02/06/2020
Use the left and right arrow keys to navigate the presentation forward and backward respectively. You can also use the arrows at the bottom right of the screen to navigate with a mouse.
FAIR USE ACT DISCLAIMER: This site is for educational purposes only. This website may contain copyrighted material, the use of which has not been specifically authorized by the copyright holders.

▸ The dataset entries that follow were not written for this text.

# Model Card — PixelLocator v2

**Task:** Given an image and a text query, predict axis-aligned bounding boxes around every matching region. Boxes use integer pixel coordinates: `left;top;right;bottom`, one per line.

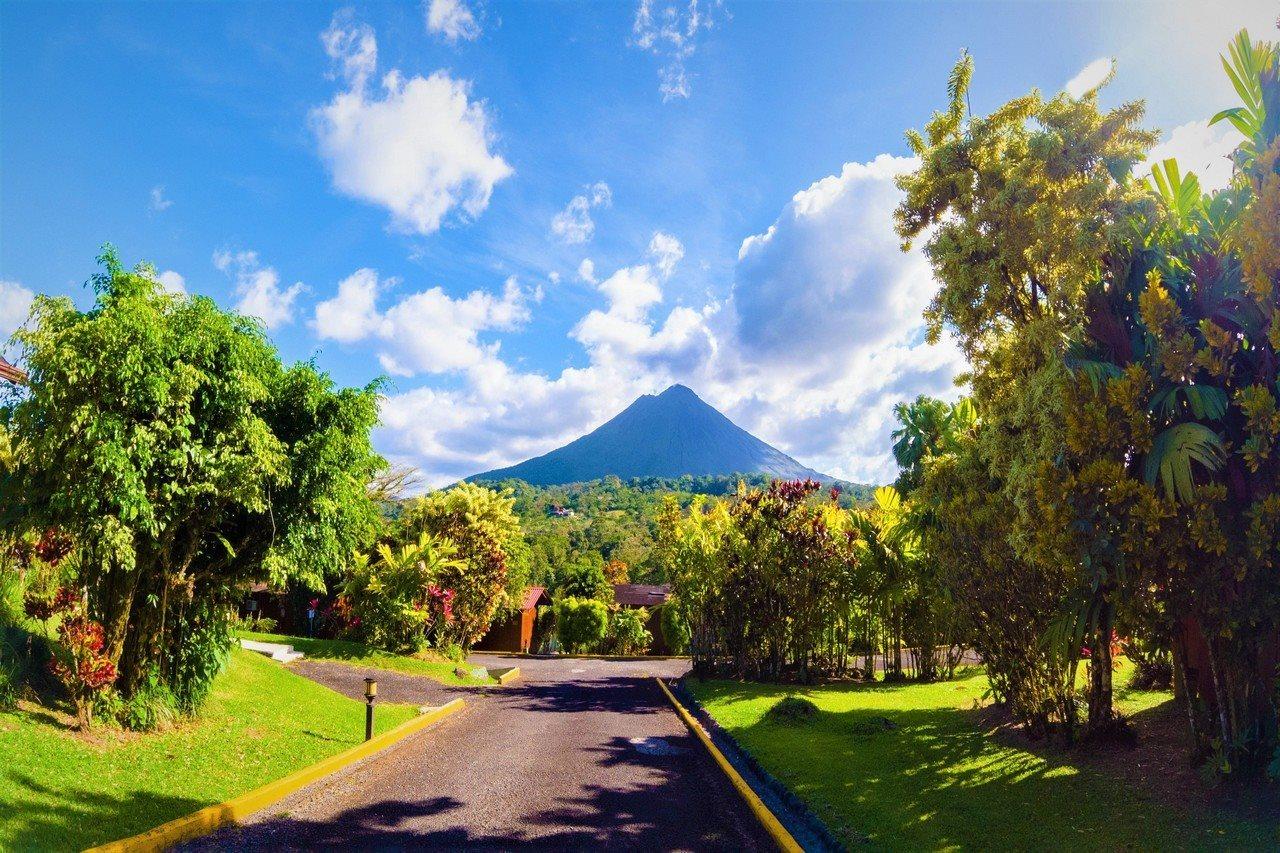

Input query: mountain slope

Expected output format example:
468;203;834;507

467;386;832;485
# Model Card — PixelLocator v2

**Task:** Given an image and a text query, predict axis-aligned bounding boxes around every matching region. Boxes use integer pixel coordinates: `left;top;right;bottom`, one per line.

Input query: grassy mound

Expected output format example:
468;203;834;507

687;663;1280;850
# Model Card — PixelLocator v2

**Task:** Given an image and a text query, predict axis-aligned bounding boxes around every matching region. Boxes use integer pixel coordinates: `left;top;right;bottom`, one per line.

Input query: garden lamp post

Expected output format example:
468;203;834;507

365;679;378;740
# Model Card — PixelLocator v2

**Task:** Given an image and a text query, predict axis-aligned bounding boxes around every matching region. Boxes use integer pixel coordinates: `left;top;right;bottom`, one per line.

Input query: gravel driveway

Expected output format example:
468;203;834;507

The material is made available on this website as a way to advance teaching, and copyright-protected materials are used to the extent necessary to make this class function in a distance learning environment. The Fair Use Copyright Disclaimer is under section 107 of the Copyright Act of 1976, allowance is made for “fair use” for purposes such as criticism, comment, news reporting, teaching, scholarship, education and research.
Courtesy of M. W. Toews CC via Wikimedia Commons.
The (arithmetic sample) mean is usually the most important measure of center.
Suppose we have \( n \) total sample measurements of some variable \( x \).
Then, the (arithmetic sample) mean is defined
\[ \text{Sample mean} = \frac{x_1 +x_2 +\cdots + x_n}{n}= \frac{\sum_{i=1}^n x_i}{n} \]
Discuss with a neighbor: is the sample mean a statistic or a parameter?
An important property of the sample mean is that it tends to vary less over re-sampling than other statistics.
However, the sample mean is very sensitive to outliers.
A statistic is called resistant if it doesn't change very much with respect to outlier data.
Let us consider the last example once again.
Suppose our sample includes the values \( 22, 22, 26, 24, 23, 27 \).
If we compute the (arithmetic sample) mean, we find
\[ \frac{22+22+26+24+23+27}{6} = \frac{144}{6} = 24. \]
Now, suppose that we realize that the value \( 27 \) was obtained due to measurement error and our sample should have read \( 22, 22, 26, 24, 23, 1000 \).
Discuss with a neighbor: by replacing the value \( 27 \) with \( 1000 \) does this affect the median? Does this affect the mean? Which of these statistics are resistant to outliers?
Another notion of the most “central point” in the data can be the value that is measured most frequently.
Mode – the mode is the observed value that is most frequent in the data.
Consider the last example with samples of \( 22, 22, 26, 24, 23, 27 \). Q: What is the mode?
When two or more values have the highest frequency, we call the data bi-modal or multi-modal.